How to evaluate the sum $\sum_{i=1}^n{{n}\choose{i}}\frac{1}{i}$

Question

I'm trying to evaluate the following sum $$ \sum_{i=1}^n{{n}\choose{i}}\frac{1}{i} $$ in order to calculate it (with a computer program, perhaps) for high values of $n$. Is it possible?

Answer 1

It can be written using a hypergeometric function: $$ {\mbox{$_3$F$_2$}(1,1,-n+1;\,2,2;\,-1)}n$$ I don't think there's anything more "closed-form" than that. But the generating function is $$\dfrac{\ln((1-x)/(1-2x))}{1-x}$$

EDIT: Well, a little more closed-form:

$$-{\frac {{2}^{n}\Phi\left( 2,1,n \right) n-{2}^{n}+\Psi \left( n \right) n+1+ \left( i\pi+\gamma \right) n}{n}} $$

where $\Phi$ is the Lerch Phi function and $\Psi$ the digamma function.

Answer 2

$$\sum_{i=1}^{n} \binom{n}{i}\frac{x^i}{i} =\int_{0}^x \frac{(1+t)^n -1}{t}\,dt$$

Letting $u=1+t$:

$$\int_1^{1+x} \frac {u^n-1}{u-1}\,du=\sum_{k=1}^n \frac{(1+x)^k-1}{k}$$

Letting $x=1$, this is:

$$\sum_{k=1}^n \frac{2^k-1}{k}$$

This is unlikely to have a nice closed form without going to special functions.

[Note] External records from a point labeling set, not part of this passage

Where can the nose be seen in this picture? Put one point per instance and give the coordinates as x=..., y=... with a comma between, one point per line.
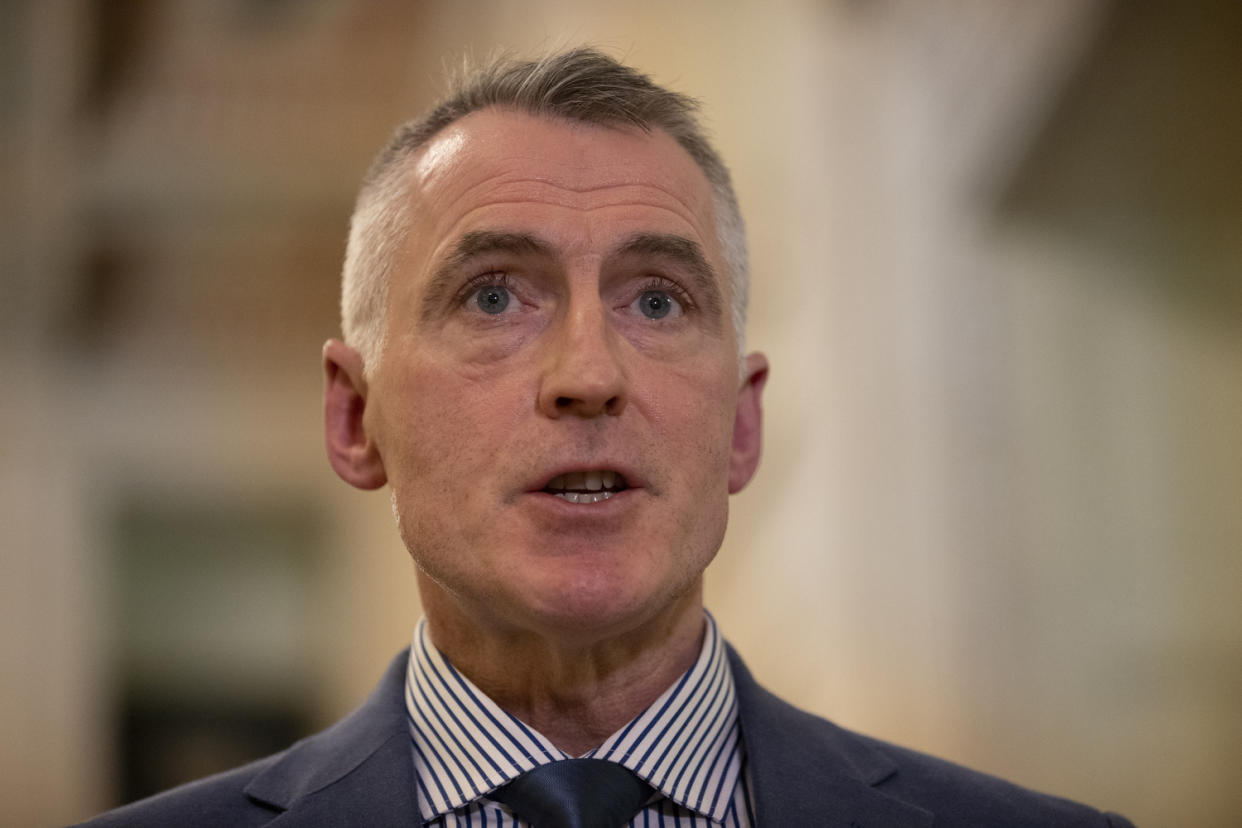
x=584, y=375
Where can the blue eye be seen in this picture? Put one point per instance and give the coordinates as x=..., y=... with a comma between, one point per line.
x=656, y=304
x=492, y=298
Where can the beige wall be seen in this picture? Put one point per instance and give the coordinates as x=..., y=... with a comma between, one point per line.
x=996, y=517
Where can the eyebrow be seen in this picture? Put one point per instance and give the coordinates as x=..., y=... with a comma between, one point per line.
x=471, y=246
x=686, y=253
x=677, y=250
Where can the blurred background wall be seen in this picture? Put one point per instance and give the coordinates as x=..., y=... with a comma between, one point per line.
x=997, y=270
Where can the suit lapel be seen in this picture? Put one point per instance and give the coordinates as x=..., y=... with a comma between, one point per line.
x=359, y=771
x=806, y=771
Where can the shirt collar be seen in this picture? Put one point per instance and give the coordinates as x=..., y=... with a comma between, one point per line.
x=684, y=744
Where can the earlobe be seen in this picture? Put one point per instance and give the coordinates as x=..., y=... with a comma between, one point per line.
x=350, y=450
x=748, y=423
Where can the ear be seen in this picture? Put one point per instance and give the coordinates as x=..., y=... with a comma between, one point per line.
x=350, y=451
x=748, y=423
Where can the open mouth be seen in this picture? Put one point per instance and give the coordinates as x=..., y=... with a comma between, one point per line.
x=586, y=487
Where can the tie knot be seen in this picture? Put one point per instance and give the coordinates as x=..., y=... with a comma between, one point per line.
x=575, y=793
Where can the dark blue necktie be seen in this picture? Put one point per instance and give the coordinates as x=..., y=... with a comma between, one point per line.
x=575, y=793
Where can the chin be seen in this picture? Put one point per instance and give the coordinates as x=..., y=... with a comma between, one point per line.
x=591, y=605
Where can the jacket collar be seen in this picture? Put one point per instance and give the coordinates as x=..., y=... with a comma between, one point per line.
x=806, y=771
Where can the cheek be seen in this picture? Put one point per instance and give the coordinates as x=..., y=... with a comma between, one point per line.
x=442, y=426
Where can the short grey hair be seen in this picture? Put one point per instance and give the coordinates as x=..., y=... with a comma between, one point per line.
x=581, y=85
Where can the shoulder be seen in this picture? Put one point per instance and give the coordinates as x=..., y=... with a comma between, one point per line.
x=877, y=782
x=213, y=801
x=961, y=796
x=359, y=766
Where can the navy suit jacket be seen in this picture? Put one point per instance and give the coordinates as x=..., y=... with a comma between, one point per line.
x=806, y=774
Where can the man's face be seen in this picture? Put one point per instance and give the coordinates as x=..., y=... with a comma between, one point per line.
x=557, y=397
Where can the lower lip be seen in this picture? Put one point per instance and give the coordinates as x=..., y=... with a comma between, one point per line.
x=615, y=499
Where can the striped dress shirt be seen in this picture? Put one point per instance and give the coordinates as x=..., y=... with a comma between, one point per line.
x=686, y=745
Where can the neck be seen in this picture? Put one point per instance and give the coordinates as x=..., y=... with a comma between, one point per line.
x=576, y=689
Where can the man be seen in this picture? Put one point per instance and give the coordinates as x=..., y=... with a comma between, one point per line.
x=544, y=298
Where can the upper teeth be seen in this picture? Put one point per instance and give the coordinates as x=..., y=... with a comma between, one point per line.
x=593, y=481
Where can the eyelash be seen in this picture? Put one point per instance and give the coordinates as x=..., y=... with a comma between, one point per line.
x=672, y=288
x=503, y=279
x=483, y=279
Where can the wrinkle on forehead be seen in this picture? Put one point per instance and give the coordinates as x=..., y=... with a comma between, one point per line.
x=503, y=148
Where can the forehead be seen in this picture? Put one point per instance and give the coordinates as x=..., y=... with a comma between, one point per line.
x=499, y=165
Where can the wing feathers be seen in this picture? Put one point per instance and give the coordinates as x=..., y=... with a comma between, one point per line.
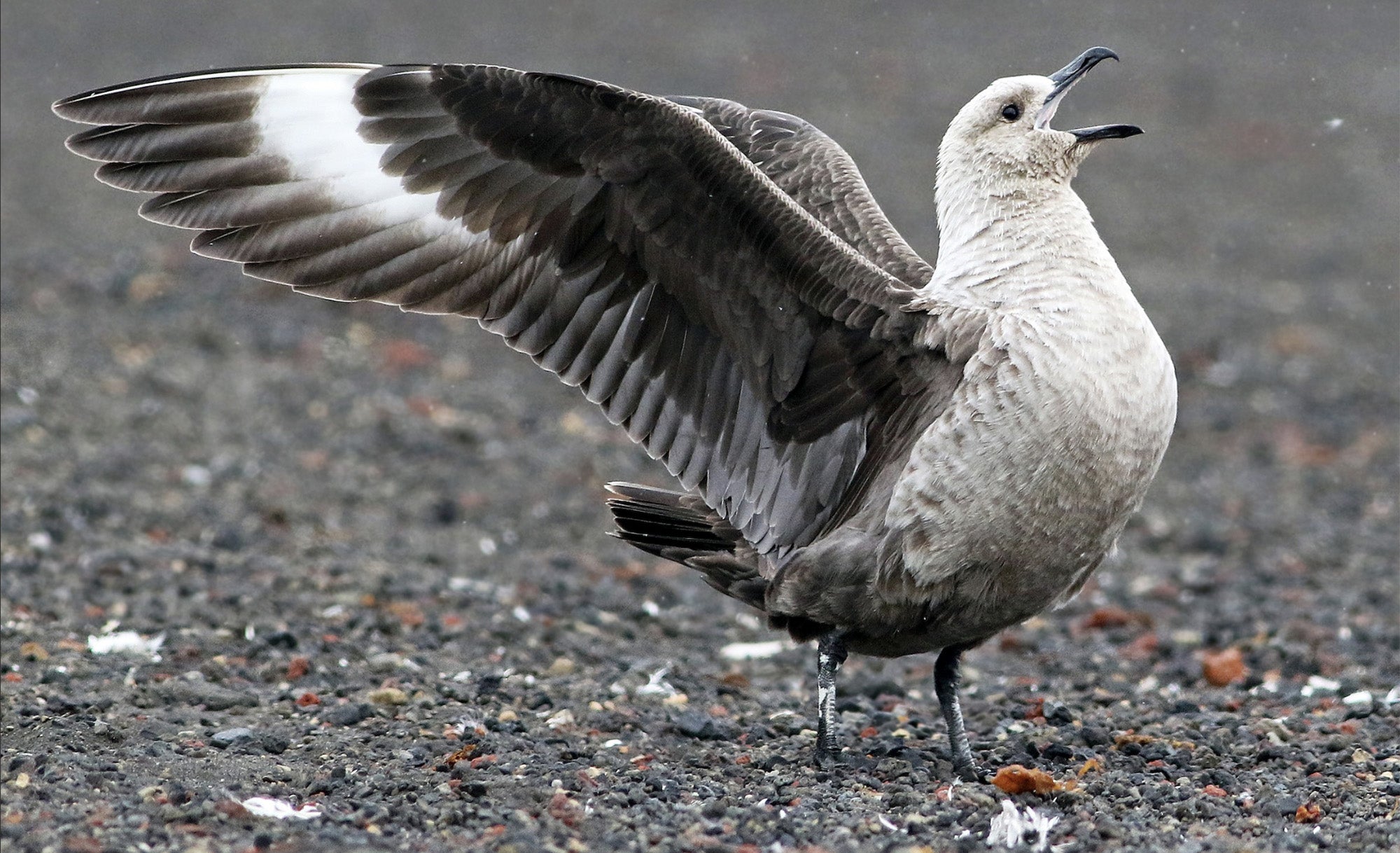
x=712, y=277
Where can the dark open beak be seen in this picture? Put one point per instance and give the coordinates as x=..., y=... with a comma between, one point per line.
x=1065, y=79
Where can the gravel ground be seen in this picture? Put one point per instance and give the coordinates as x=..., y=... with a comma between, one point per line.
x=373, y=546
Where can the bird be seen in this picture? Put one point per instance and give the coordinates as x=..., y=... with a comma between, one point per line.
x=881, y=455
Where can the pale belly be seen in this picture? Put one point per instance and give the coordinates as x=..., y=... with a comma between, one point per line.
x=1020, y=491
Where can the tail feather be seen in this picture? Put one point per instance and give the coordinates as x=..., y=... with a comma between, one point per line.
x=682, y=529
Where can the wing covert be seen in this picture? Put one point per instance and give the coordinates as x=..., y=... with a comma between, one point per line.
x=621, y=240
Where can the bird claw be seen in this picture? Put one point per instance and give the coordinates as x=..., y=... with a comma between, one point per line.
x=972, y=772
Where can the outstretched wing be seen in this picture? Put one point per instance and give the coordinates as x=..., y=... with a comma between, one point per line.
x=615, y=237
x=820, y=176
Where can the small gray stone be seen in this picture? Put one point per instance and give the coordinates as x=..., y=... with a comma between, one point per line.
x=230, y=737
x=348, y=715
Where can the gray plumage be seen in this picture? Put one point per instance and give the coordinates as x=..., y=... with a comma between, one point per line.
x=891, y=456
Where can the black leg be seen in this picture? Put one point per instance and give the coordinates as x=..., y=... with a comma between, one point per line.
x=946, y=684
x=831, y=655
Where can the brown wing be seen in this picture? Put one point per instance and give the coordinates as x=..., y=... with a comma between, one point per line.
x=615, y=237
x=820, y=176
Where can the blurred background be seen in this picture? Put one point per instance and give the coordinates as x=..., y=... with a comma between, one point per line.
x=190, y=452
x=1270, y=155
x=1256, y=219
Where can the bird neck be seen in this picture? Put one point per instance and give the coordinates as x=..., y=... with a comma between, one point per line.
x=1038, y=233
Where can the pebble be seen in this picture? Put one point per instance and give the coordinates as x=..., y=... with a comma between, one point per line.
x=348, y=715
x=230, y=737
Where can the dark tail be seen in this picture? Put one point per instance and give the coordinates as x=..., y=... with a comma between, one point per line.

The nice thing about this formula is that it is easy to inductively compute the values - if $T_n$ is your value then $T_n-T_{n-1}=\frac{2^n-1}{n}$.

Answer 3

For large values of $n$, many terms are such that $i\approx i+1$.

Then

$$\sum_{i=1}^n\binom ni\frac1{i+1}=\frac1{n+1}\sum_{i=1}^n\binom{n+1}{i+1}=\frac{2^{n+1}-n-2}{n+1},$$ which should give a first asymptotic approximation.

A more precise approximation should be possible by developing

$$\frac1i=\frac1{i+1}+\frac a{(i+1)(i+2)}+\frac b{i(i+1)(i+2)}\cdots$$ and expressing the related sums $$\frac{2^{n+k}-P_k(n)}{(n+1)(n+2)\cdots(n+k)}.$$